# Poly blend shirts



## Bigbaby (Mar 3, 2008)

Hi folks, anyone know of a supplier who sell poly blend tees higher than 50/50? I'm doing dye sub. I know places that do 100% but I'm Not a fan of the blue specs. Any help would be greatly appreciated. Thx!


----------



## Riderz Ready (Sep 18, 2008)

The blue specs are easily avoided if you lint roller the shirt prior to pressing.


----------



## D.Evo. (Mar 31, 2006)

+1: lint roll them before pressing and the blue specs will be gone.


----------



## cprvh (Jan 23, 2006)

Next Level Apparel has a very nice 65/35 blend. Give burnouts a try as well!


----------



## BGSSUB (Oct 17, 2008)

How do the tri-blend crews from Next Level work? Does the rayon pose a problem?


----------



## funkmaster (Jan 27, 2007)

Tultex has a 65/35 for men and women. Mostly heather colors though. It's okay, too light for my tastes. Here's a link:

Tultex 0241 / Men's Blend Tee with a Tear-Away Tag TSC Apparel


----------



## adam hans (May 25, 2010)

the best t shirt which I have had experience with when it comes to sublimation printing is XPRES tee - it has a 100% cotton inside (to keep in contact with the body) and 100% polyester surface (for the subli dye) - its a double knit fabric so you get the best of both worlds


----------



## D.Evo. (Mar 31, 2006)

BGSSUB said:


> How do the tri-blend crews from Next Level work? Does the rayon pose a problem?


Rayon is made of cellulose fibre. It's neither natural or synthetic fabric.
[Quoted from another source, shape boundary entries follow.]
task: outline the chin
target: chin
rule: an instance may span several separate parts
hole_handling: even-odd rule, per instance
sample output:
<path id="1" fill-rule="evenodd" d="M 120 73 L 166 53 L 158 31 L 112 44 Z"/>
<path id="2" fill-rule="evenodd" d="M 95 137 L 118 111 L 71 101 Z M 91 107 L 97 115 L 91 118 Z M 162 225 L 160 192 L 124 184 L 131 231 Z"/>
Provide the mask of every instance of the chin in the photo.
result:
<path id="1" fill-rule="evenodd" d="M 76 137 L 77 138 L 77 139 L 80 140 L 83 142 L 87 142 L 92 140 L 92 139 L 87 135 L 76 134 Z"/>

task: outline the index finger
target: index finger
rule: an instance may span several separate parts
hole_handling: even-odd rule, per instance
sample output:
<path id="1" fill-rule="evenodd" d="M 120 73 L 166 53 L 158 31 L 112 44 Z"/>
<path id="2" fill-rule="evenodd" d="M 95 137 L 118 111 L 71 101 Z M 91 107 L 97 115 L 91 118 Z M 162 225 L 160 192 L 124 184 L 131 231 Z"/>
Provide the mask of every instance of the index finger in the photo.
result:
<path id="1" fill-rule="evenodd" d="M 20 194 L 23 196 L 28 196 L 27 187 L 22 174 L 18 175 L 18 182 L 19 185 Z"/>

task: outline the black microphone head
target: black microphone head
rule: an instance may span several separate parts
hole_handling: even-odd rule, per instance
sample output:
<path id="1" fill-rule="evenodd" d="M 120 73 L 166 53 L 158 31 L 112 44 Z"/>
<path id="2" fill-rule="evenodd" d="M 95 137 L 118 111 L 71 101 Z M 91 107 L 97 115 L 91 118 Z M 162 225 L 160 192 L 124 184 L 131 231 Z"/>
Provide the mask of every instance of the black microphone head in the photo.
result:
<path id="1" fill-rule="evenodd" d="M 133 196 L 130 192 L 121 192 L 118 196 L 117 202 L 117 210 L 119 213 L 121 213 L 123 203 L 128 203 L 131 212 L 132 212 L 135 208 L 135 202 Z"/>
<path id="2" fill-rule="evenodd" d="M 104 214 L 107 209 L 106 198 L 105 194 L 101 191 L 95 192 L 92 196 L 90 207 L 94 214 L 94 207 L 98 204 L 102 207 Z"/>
It is so-called semi-synthetic. 
I have printed on poly/rayon blends only a couple of times - the result was a little better than poly/cotton and worse than just poly.

The fabric you are reffering to is essentially only 50% polyester, so you can expect a very "distressed" and faded look; however, it will be marginally better than 50/50% poly/cotton.


----------



## dyesubmariner (May 23, 2012)

Gildan and Next Level Apparel has 65 poly and 35 cotton shirts for men and women. They work out to be pretty good. Gildan is around $3.00 and Next level Apparel is around $3.50. Next Level has more choises but Gildan shirt is more heavier.


----------



## OSSKOBRET (Sep 17, 2011)

Riderz Ready said:


> The blue specs are easily avoided if you lint roller the shirt prior to pressing.


 what causes the blue specs


----------



## greenmonkey (Aug 18, 2012)

OSSKOBRET said:


> what causes the blue specs


Lint. Use a sticky lint roller on the shirt before pre-press. That'll take care of it.


----------



## wackhaus (Mar 30, 2013)

I've had pretty good success printing on poly cotton 50/50 this past week.
I press my shirts before sublimating, and have had great results producing pretty vivid color, but of course cannot achieve a full black, more like a 70% grey.

I set my temp at 400 and let it cook for a minute, sometimes i leave it in an extra few seconds. My paper gets thoroughly toasted, and releases MUCH of the dye to the garment without burning them.

sorry, forgot to add, most of the shirts i printed on were from next  white, and heather grey


----------



## mgparrish (Jul 9, 2005)

Ink Soup Jim said:


> If you can do an extra press before you sublimate there is a product that will enhance the ability to except sublimation onto a cotton/poly fabric. It is called Liquid CottonTrans Spray. It puts a poly resin into the cotton fiber of a shirt that is not 100% POLY. It will fade 5-10% after the first washing depending on the actual poly content of the fiber, but will look like 100% polyester beforethe first washing , so warn your customers.


Is the " Liquid CottonTrans Spray" your product that you are selling?


----------



## Rodney Daniel (Sep 7, 2015)

Hi All
I'm using an 80/20 poly cotton blend on continuous printing at 206deg C and I'm still getting these blue marks. what can I do ?


----------



## skdave (Apr 11, 2008)

Your air in the room is to dry.


----------



## mgparrish (Jul 9, 2005)

skdave said:


> Your air in the room is to dry.


Adding to your point, if the blue specs are not there on the material coming from the factory then they are happening because the t-shirt actually has an electrical charge and is attracting debris from the air.

Moist air the particles floating around are heavier and tend not to float around as freely and fall to the ground eventually. Dry air is more conductive to electrical charge.

Polymer is a plastic and plastic can develop a charge. If you pre-press a Poly t-shirt the pressure and temp can also "charge" a t-shirt that is essentially a plastic.

Pulling a poly t-shirt out of hot dryer you can get a good idea how much charge the shirt can have.

An evap type cooler can add moisture to the air as can a vaporizer.


----------